I still saw an occasional one of my pets in the grass on our lawn for the rest of that summer. But my Dad wouldn’t let me try to catch any of them back.
First, answer some questions:
How good are your double-takes?
Do you mind being fired from a catapult?
What sort of comic business would you perform while bursting into flame?
Could be, Marlitharn, but we haven’t found out if this is a science-fictiony type of Evil or a magicky type of Evil. So you might wind up being the supernatural psychic who tries The Wrong Solution.
Your chance for the role also depends on your feelings toward having your skull explode.
We’ve replaced Marlitharn’s crystals with Folger’s coffee crystals. Lets see what the Evil does.
We also have two other roles to cast. Dolly grip. Gets to hold the sheep. The Guy in the Rubber (suit.)
Very good nominations, Zyada. We’ll keep them in mind.
Now, as for being the Dancer at Club, answer a few questons.
Do you have any experience Pole dancing?
Do you have any experience Swede dancing?
Could you step into the trailer for an, umm, audition?
Don’t we need a Perky Cub Reporter who Keeps Hearing Strange Reports of Lights in the Sky and Strange Noises in the Woods but Keeps Getting the Run-Around from the Law?
Skeptical?

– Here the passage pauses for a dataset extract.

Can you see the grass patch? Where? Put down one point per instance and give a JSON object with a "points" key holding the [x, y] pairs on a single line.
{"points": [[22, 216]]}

I think that’s been filled already by King Nifty.
Have you noticed that the ground is sinking, slowly, where you poured the contents? And strange vapors are issuing from both the ground and your dog’s hindquarters?
Can I be the Grouchy Cynical Neighbour who starts out saying “Go ahead and get eaten! You all deserve it!” but ends up saving a smal child (or maybe a puppy) at the cost of his own life?
(And I’ll vote for Zyada as Dancer at Club. But no need for auditions, or I’ll leave you all to get eaten!)